Re: Formulate erratum text on versioning for the web architecture document

John Kemp wrote:

> Was it the presence of the 'version' attribute in the specification of 
> XML, or the fact that it must say '1.1' in the case that an XML 1.1 
> instance was being exchanged?

First, I think it's worth observing that at best the attribute did not 
solve a compatibility problem, since (unless I'm remembering some detail) 
no document that was otherwise legal in 1.0 and 1.1 had differing 
interpretations per the two specifications.  So, labeling a document 1.1 
really was a signal that "yes, I know I'm using new characters in the 
document below, and I meant it".

So, given that for whatever reason one might still want to consider having 
the attribute, what specifically caused trouble for XML 1.1 adoption?  My 
opinion is that it was a combination of:

* The XML Recommendation did not provide any incremental forward 
compatibility with later versions.  If a document is labeled anything 
other than 1.0 (or no label, which defaults to 1.0), then the document 
must be rejected.  Labeling a document 1.1 thus provided insurance that it 
wouldn't be processable at all by the tens or hundreds of millions of 
already deployed XML processors.

* The XML 1.1 Recommendation did suggest that the 1.1 version marker be 
used only if some 1.0-incompatible content was in the document.  Turns 
out, that's easy advice to give, but hard to implement.  It almost ensures 
that a general purpose application will have to make two passes in 
creating a document:  one pass to look for new characters, and the second 
to output it.  You can have a gigabyte of 1.0 compatible output and 
discover that, at the very end, some character you wanted to write is 
legal only in 1.1.  Well, you better not have written the very first line 
of the file, because that now has to have its version attribute changed. 
In practice, lots of 1.1-capable software (well, I'm not sure there was 
much 1.1-capable software, but a high percentage of what there was...) 
unconditionally applied the new label.

Obviously, to answer your question directly, the attribute would have 
caused no trouble if it was merely treated as a comment.  Maybe or maybe 
not some less draconian compatibility rules could have been applied, and 
maybe or maybe not the attribute would have been helpful in implementing 
them.  That's at best undemonstrated, IMO.

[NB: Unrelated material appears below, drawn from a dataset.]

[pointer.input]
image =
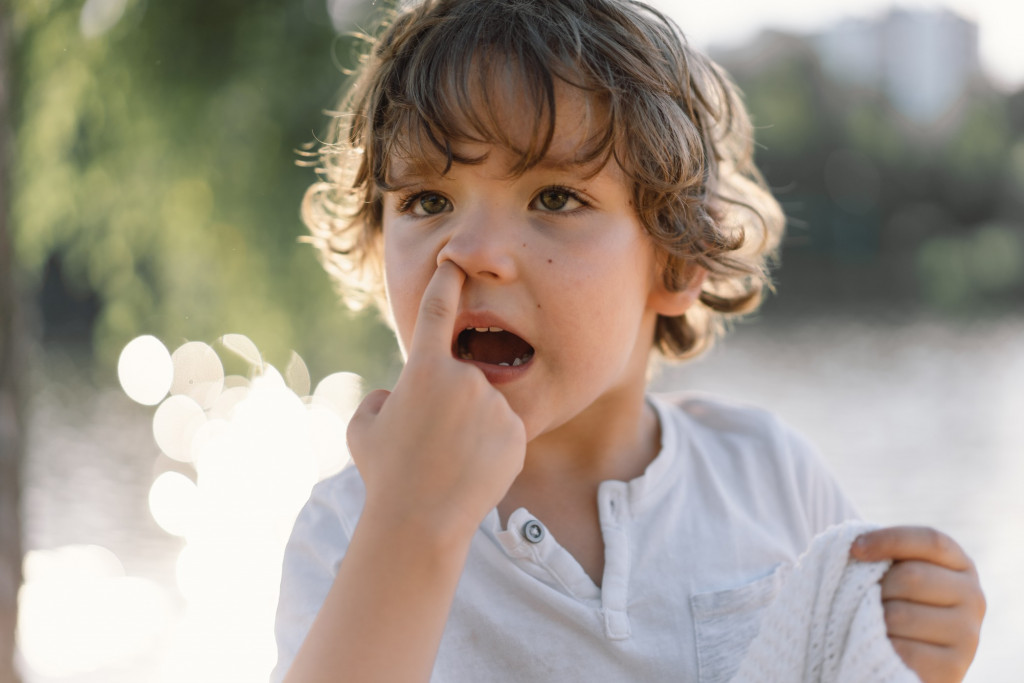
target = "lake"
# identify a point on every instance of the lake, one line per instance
(922, 421)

> I read this line as suggesting that a format specification should 
> provide a mechanism for instances to indicate a version of the 
> specification to which the author of the instance believes the 
> instance complies.

Me too.  For reasons such as the ones given above, I'm not convinced 
that's in general good advice.  Furthermore, I think it's only defensible 
if one can answer the sorts of questions raised in the recipe example in 
the TAG blog entry.  The AWWW suggests that a mechanism should be provided 
in the instance, without pointing out such points of confusion.  I'm not 
saying that providing for version information in the instance is always a 
mistake.  I do think it only makes sense when:

* One can answer questions such as:  is an author responsible for naming 
any one version with which the document is compatible?  The newest?  The 
oldest?  More than one? 

* The rules for accepting, rejecting and interpreting the content of a 
document are shown to be (helpfully) influenced by the presence of the 
version information.

The one case I'm convinced of is the one I mentioned earlier:  if you 
introduce incompatible changes, such that the same document is legal in 
more than one version, but that it means different things, then labeling 
the instance is essential.  For example, if an early version of a data 
format referenced arrays with one-based indices, and a later version 
changed to zero-based, it would be essential to label the instance in a 
way that would allow the intended interpretation to be discovered.

Noah

[1] http://www.w3.org/QA/2007/12/version_identifiers_reconsider.html



--------------------------------------
Noah Mendelsohn 
IBM Corporation
One Rogers Street
Cambridge, MA 02142
1-617-693-4036
--------------------------------------








John Kemp <john.kemp@nokia.com>
02/18/2009 09:58 AM
 
        To:     "ext noah_mendelsohn@us.ibm.com" 
<noah_mendelsohn@us.ibm.com>
        cc:     Larry Masinter <masinter@adobe.com>, David Orchard 
<orchard@pacificspirit.com>, "www-tag@w3.org WG" <www-tag@w3.org>, 
www-tag-request@w3.org
        Subject:        Re: Formulate erratum text on versioning for the 
web architecture document


Hi Noah,

On Feb 17, 2009, at 6:59 PM, ext noah_mendelsohn@us.ibm.com wrote:

> John Kemp writes:
>
>> Section 4.2 on versioning and extensibility thus seems intended to
>> relate specifically to "data format specifications" and to a 
>> specified
>> agreement regarding representation data.
>>
>> As such, I don't feel that this text casts aspersions on languages
>> such as PHP (which as far as I know has no language specification) or
>> Java. I am not sure that they have the same needs with respect to
>> "agreement on the correct interpretation of representation data". I 
>> do
>> find your comments, however, to be instructive. I'm just not sure how
>> to best use them yet in this specific case.
>
> You're right that AWWW applies more obviously to data formats.
>  Used
> programming languages as an example just because they're so widely 
> known.
> I think that my blog posting makes clear that the tradeoffs and 
> concerns
> apply equally to data format specifications.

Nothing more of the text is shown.